11. And especially for the young, never let one set of less than stellar academic results decide your future. It has to be so because it takes one year to learn something, but a whole life to master something. It is that mastery that decides your station in life, and your recognition at work and in society. And as the stories of Ms Nora, Mr Chan and Mr Sim tell us, we can always find a path ahead to improve ourselves. Our system is not designed with dead ends – far from it – there are multiple alternate paths to take, and we have a lifetime to walk them.

12. A JC student who did not get admitted to university? It is a setback but there is no dead end. Opt for polytechnic for a hands-on education. After graduation, you will be well sought after in the industry, and with good results, you can still go to university. A polytechnic student who did not succeed in getting to university? Work first, or enrol in an Earn and Learn Programme, to gain valuable experience and pick up practical skills on the job. At some point in time, if you still want to, enrol for a part time or even full time degree programme, or any programme that help you do your work better. There are no dead ends, and as long as you walk purposefully, not aimless meandering, you’d live a full life.

13. In fact, finding the best paths ahead and overcoming setbacks is a fact of life – a process that makes us stronger. Lost a project to another bidder? Learn from it, and do your best when the opportunity presents itself again. Passed over for a promotion? Understand your strengths and weaknesses better, work on the weaknesses, and leverage the strengths. If it is because of a bad boss, then decide whether you ought to leave the company and work for a better employer. Lost an election? Improve yourself, come back 5 years later.

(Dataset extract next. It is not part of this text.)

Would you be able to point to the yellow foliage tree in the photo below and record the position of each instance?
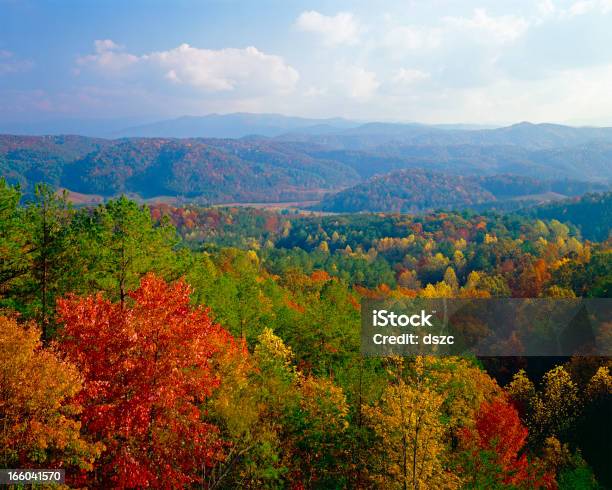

14. Today, we honor many men and women who display the attributes that underpins the SkillsFuture movement. None of them have a smooth ride in life, but they found a way ahead to improve and have done well in their own ways. They are real life, day to day exemplars of what SkillsFuture can do.

15. As of June this year, we have offered 349 SkillsFuture Study Awards. I am sure the award recipients will steadily increase in the years to come, as the movement gathers momentum, and skills mastery become a part of our lives.

16. Each of us can only succeed with the support from people around us - our families, loved ones, and also employers. I would like to thank all family members and employers who are here today. Thank you for your support. You have supported lifelong learning and made it possible for our award recipients to continue to find meaningful paths ahead, and develop their potential. SkillsFuture is about people creating their first chance, finding their passions and the area to focus life on. It is about people making the best use of their first chance, people like Mr Sim who found out what they want to do from a young age. They seize their chances that our education and training system can offer and continually improve themselves. It is also about people creating a second or third chance for themselves because they have a whole life to do it in a system with no dead ends. While it is a personal journey, it requires the help and support of everyone around us. Congratulations to our 349 recipients! Thank you very much.